The bill now goes on to the House, but President Obama has vowed to veto it, citing potential risk to Americans serving overseas.

Timothy A. Clary / Reuters

A bill that would allow the families of 9/11 victims to sue Saudi Arabia for any role in the attacks is one small step closer to law Tuesday, after the Senate passed it unanimously. The bill goes on to the House, but the White House has promised to veto it.

So far, there’s been no public information linking the Saudi government to the attacks. But there are 28 pages of documentation from a congressional inquiry, which are said to detail links between Saudi officials and the hijackers.
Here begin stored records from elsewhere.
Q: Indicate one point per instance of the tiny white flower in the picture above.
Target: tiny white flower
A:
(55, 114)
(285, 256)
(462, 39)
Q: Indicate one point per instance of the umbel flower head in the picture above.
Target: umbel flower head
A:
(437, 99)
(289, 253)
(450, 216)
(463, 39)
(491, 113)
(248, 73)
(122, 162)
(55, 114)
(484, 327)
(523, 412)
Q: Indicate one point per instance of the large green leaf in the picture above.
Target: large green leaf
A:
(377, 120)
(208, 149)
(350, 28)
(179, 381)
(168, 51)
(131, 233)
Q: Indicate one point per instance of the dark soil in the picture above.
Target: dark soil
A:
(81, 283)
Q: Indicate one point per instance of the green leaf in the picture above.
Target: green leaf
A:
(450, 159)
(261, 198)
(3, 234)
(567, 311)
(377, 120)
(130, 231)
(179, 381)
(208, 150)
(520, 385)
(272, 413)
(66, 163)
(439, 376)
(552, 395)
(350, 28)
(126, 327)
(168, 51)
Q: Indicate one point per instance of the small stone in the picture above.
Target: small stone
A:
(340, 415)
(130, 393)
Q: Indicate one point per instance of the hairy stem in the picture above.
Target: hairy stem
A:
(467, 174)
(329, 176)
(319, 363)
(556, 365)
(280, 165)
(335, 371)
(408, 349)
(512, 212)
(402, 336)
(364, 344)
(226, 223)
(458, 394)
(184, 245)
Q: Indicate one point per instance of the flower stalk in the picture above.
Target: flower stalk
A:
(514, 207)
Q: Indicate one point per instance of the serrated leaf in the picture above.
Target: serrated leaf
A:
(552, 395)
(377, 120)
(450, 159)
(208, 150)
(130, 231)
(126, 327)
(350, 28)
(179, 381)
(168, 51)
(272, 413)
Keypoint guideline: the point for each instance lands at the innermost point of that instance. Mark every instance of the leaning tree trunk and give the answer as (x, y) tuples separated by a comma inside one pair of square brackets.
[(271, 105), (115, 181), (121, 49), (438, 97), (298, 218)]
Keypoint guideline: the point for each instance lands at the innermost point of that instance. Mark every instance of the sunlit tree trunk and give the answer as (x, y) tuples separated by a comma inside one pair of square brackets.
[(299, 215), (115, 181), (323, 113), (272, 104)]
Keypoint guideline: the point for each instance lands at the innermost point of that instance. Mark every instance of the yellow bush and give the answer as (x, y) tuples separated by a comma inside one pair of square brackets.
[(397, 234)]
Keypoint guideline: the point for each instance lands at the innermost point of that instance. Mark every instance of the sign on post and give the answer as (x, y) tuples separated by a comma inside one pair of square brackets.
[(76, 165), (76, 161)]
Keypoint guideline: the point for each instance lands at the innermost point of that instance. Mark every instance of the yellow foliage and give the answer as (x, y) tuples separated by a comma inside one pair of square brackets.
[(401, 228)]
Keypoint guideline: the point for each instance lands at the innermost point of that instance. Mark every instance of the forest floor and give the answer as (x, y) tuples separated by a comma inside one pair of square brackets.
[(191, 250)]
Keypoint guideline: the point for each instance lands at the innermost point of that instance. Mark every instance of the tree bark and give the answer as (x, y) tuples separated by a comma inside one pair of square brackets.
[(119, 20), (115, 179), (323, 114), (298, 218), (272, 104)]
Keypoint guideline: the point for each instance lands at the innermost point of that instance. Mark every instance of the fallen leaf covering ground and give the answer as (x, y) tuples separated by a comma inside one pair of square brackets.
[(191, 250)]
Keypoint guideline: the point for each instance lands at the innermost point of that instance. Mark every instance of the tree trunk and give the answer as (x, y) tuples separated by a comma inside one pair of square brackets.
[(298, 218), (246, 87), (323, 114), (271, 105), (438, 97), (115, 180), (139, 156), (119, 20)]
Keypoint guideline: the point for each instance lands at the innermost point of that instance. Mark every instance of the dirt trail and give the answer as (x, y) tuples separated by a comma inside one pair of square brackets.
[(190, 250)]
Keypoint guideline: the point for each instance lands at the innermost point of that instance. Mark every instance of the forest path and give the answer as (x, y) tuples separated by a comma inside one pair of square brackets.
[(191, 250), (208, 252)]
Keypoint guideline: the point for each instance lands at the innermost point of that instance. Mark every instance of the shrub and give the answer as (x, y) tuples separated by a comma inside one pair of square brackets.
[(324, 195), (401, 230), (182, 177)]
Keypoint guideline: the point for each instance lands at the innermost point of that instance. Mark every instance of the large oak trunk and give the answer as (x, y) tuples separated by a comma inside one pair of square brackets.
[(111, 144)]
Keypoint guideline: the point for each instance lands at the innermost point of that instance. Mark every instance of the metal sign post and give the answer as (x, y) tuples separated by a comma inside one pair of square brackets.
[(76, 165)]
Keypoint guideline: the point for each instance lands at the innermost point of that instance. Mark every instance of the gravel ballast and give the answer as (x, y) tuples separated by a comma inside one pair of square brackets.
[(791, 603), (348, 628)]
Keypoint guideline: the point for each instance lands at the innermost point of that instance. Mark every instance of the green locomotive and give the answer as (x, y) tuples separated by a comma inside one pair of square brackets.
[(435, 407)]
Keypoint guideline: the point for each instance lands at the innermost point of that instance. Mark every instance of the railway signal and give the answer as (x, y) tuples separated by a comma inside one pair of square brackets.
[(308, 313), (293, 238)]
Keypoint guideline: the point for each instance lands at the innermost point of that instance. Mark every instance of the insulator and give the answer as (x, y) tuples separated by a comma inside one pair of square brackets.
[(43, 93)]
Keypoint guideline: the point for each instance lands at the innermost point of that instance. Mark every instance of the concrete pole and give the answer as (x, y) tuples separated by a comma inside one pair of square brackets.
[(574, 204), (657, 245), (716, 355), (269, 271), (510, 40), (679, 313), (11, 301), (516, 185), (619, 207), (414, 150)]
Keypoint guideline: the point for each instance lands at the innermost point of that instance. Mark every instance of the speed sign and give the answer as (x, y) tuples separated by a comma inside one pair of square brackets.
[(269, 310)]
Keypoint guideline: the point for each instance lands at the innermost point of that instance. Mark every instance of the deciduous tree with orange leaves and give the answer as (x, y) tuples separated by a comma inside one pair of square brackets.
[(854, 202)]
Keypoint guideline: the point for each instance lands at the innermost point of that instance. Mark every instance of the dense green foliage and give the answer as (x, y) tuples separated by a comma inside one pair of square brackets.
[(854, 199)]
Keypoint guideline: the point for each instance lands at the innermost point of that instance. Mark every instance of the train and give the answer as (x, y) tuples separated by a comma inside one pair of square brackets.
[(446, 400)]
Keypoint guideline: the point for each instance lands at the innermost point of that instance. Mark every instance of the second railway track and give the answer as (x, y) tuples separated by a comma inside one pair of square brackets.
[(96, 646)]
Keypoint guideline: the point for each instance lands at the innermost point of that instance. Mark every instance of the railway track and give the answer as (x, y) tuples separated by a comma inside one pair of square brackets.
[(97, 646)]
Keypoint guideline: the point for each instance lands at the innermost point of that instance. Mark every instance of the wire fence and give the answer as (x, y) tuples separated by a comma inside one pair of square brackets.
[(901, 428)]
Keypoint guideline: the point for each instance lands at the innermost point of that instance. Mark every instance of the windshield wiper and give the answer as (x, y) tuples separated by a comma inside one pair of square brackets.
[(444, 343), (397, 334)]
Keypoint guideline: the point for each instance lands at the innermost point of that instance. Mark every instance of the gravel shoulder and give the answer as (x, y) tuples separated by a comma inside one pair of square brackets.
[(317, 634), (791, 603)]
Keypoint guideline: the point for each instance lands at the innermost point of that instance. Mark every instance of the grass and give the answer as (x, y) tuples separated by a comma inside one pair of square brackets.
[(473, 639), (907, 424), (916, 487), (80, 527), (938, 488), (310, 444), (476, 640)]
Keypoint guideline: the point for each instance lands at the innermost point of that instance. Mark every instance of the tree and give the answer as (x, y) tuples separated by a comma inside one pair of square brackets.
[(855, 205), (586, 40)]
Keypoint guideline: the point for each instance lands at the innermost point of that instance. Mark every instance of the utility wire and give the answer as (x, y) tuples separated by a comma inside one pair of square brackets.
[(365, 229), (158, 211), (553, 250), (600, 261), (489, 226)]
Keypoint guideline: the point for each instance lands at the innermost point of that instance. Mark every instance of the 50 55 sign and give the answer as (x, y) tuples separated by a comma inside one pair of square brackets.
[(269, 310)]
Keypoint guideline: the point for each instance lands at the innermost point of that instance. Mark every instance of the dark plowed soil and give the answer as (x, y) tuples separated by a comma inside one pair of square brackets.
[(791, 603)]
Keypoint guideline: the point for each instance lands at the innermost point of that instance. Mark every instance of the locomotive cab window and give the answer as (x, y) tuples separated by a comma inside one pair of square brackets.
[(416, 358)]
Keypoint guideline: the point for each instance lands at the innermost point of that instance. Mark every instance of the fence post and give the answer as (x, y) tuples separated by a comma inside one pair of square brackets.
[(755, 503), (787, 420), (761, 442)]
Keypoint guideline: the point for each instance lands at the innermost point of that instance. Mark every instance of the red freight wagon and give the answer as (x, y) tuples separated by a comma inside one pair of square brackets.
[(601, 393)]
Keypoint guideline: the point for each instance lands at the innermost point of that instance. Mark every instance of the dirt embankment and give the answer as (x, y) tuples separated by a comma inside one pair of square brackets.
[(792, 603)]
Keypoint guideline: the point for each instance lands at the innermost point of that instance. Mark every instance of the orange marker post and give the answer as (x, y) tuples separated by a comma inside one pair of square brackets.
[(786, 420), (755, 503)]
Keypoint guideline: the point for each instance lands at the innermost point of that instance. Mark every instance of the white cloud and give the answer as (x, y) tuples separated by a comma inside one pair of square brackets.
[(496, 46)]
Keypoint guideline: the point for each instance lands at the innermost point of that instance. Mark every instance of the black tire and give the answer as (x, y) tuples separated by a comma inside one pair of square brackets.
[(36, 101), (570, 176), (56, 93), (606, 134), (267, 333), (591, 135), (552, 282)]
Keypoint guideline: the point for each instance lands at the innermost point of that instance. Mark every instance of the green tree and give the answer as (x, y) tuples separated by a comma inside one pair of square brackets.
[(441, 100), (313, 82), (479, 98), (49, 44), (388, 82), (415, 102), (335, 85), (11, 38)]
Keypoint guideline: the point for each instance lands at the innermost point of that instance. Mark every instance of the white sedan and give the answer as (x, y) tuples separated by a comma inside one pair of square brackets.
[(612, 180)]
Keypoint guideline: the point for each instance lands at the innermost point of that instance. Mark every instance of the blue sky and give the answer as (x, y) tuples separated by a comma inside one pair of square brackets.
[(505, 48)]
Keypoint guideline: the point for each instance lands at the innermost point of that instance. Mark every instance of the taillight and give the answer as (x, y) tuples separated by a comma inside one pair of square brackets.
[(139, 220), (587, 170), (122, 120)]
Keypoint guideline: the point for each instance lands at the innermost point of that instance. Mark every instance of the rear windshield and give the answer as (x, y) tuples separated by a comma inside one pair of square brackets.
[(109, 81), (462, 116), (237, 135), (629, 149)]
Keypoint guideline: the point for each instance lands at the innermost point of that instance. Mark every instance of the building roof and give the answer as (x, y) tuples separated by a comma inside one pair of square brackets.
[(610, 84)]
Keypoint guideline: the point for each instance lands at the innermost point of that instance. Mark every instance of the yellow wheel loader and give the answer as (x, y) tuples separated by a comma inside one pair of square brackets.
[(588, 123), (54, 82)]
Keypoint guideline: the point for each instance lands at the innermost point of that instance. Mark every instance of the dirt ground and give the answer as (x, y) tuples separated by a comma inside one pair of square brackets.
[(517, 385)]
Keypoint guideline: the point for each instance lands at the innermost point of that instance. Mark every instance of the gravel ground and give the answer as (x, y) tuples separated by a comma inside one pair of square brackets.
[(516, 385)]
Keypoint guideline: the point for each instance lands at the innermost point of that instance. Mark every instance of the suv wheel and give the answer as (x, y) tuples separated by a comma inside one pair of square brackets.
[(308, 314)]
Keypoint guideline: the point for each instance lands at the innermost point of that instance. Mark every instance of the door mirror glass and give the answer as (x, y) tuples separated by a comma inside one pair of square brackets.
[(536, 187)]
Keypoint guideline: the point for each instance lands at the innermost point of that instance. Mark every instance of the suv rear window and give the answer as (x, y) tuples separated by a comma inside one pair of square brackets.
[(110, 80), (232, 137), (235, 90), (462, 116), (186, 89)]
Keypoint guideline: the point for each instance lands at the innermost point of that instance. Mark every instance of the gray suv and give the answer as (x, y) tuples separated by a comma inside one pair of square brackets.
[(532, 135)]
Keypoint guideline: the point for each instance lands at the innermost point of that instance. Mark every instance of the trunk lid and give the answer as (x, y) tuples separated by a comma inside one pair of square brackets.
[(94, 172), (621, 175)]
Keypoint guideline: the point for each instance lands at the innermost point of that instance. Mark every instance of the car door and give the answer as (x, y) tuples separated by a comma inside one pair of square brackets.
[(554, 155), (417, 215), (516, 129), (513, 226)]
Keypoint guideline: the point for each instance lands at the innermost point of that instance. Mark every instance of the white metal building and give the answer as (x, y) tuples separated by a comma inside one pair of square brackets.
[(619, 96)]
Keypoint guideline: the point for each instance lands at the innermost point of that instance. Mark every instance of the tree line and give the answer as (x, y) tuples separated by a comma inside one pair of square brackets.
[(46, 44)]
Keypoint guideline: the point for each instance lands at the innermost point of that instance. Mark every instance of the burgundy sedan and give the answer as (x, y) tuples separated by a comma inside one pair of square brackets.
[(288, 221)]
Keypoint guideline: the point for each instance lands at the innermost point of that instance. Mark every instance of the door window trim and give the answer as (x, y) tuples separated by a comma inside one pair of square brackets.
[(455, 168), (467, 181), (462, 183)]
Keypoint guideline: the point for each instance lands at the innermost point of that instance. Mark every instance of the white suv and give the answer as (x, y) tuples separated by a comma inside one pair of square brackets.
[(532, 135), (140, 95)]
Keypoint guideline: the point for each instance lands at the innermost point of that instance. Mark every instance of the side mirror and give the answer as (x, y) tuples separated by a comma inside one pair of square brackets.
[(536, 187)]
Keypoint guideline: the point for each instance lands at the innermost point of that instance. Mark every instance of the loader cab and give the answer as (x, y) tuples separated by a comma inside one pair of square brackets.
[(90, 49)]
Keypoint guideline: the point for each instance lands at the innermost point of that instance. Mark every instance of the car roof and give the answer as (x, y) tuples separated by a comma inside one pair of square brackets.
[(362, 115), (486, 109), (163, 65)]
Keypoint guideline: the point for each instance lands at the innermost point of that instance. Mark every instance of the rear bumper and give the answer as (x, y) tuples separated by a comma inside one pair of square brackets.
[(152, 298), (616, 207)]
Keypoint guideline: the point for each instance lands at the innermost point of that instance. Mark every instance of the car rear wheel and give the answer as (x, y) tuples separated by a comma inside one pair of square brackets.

The Obama administration, pressured by former Senator Bob Graham and the families of victims, has promised to release those pages soon, though it hasn’t given a date yet. (Other officials suggest the pages may not really offer much of a smoking gun at all.)

In a statement, the families of several 9/11 victims applauded the Senate’s passage of the measure:

The American people, as well as our families, deserve the truth about 9/11 and those responsible deserve to be held to account.  JASTA promises us the truth, accountability and a strong warning that the United States finally will stand behind its promise of justice to those who were injured and the survivors of the three thousand children, mothers, fathers, wives and husbands who were murdered in our homeland on 9/11.

But the White House has remained staunchly against the bill. While Obama has broken with the Saudis on key issues recently, administration officials warn that the proposed law could expose U.S. officials and members of the armed forces to prosecution overseas. That means that even if the House follows suit, the bill’s path to law remains a tough one.